Ionic pharmacology of SKCaR in HEK cells. (A) SKCaR sensitivity to extracellular Ca²⁺ concentrations at different NaCl concentrations. (B) SKCaR sensitivity to extracellular Mg²⁺ concentrations at different NaCl concentrations. (C) HEK–SKCaR cells (lane 3) express SKCaR proteins (*) that comigrate with bands in shark kidney (lane 1) and rectal gland (lane 2). (D) Modulation of Ca²⁺ EC₅₀ by NaCl. (E) Modulation of Mg²⁺ EC₅₀ by NaCl that is enhanced by 3 mM Ca²⁺.

Figure 4

Winter flounder tissues contain CaRs including a 4.1-kb CaR in urinary bladder that modulates NCC-mediated NaCl-coupled water reabsorption. (A) Immunocytochemistry with anti-SKCaR (A) or 4641 (Fig. 7) antisera reveals CaR in bladder epithelial cells (arrows) (×620). (B) Anti-SKCaR staining of stomach cells (arrows) (×750). (C) Same as B with preimmune antiserum. (D) Immunoblot of stomach homogenate using anti-4641 antiserum in the absence (A) or presence (A+P) of blocking peptide showing specific 230-kDa band. (E) Southern blot of RT-PCR of winter flounder: lane 1, urinary bladder; lane 2, kidney; lane 3, intestine; lane 4, stomach; lane 5, liver; lane 6, brain; lane 7, water blank, and lane 8, positive control. (F) RNA blot of 5 μg poly(A)⁺ RNA/lane from flounder heart (lane 1), liver (lane 2), spleen (lane 3), and urinary bladder (lane 4) probed first with ³²P-RaKCaR and exposed for 10 days (Left), then stripped and reprobed with ³²P-NCC cDNA (17) and exposed for 1 hr.
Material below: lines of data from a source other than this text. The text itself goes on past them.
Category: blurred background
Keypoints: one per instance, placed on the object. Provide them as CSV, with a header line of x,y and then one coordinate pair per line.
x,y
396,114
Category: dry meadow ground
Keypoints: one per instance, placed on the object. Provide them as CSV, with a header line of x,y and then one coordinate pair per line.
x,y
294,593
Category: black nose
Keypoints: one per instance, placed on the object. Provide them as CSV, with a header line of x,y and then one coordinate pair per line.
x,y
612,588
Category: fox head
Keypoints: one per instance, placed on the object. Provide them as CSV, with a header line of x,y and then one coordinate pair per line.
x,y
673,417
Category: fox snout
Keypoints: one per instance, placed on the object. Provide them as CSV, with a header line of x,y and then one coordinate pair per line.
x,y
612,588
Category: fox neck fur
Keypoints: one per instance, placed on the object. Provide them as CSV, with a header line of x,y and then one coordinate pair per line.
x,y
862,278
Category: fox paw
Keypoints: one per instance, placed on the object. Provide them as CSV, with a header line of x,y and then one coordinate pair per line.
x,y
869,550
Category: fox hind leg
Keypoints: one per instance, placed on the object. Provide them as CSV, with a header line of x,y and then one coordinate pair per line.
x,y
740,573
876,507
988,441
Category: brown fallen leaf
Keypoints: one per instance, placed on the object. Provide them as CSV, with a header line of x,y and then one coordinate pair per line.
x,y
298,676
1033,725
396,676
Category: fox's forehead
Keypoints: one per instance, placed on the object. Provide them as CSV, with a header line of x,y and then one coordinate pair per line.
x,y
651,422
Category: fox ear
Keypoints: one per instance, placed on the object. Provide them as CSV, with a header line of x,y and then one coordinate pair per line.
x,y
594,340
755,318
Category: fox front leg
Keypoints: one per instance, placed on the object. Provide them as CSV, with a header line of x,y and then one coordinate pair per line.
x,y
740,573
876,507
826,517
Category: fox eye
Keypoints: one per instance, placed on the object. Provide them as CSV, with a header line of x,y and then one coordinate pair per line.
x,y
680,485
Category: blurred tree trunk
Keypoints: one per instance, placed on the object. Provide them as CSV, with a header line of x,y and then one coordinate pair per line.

Representative of five experiments. (G) Effects on J_v of separate additions of 100 μM hydrochlorothiazide (HCTZ), 100 μM Gd³⁺, or 200 μM Neo to solution bathing mucosal surface (n = 5 each). (H) J_v inhibition by Gd³⁺ and Neo. Each data point is mean of at least five independent J_v determinations.

Figure 5

CaRs in Atlantic salmon tissues may sense increases in external and plasma Ca²⁺, Mg²⁺, and NaCl that accompany transfer from freshwater to seawater. (A) Ethidium bromide (EtBr)-stained gel and corresponding Southern blot (SB) of RT-PCR products in: lane 1, gill; lane 2, olfactory lamellae; lane 3, urinary bladder; lane 4, kidney; lane 5, intestine; lane 6, stomach; lane 7, liver; lane 8, brain; lane 9, water blank; and lane 10, positive control. Anti-SKCaR immunostaining (arrows) of hindbrain neurons (B) containing CaRs (×840) and gill chloride cells (arrows) and mucous cells (arrowhead) (C) (×175) (also anti-4641 staining of chloride cells; see Fig. 8). (D) Chloride cells stained with anti-Na⁺K⁺ATPase antiserum (arrows) (×175). (E) Plasma Ca²⁺ and Mg²⁺ and corresponding Na⁺ concentrations (F) of freshwater-adapted fish (average weight 30 g) transferred to seawater at time 0 and samples obtained at intervals indicated. Each data point is the mean ± SD of at least four independent determinations.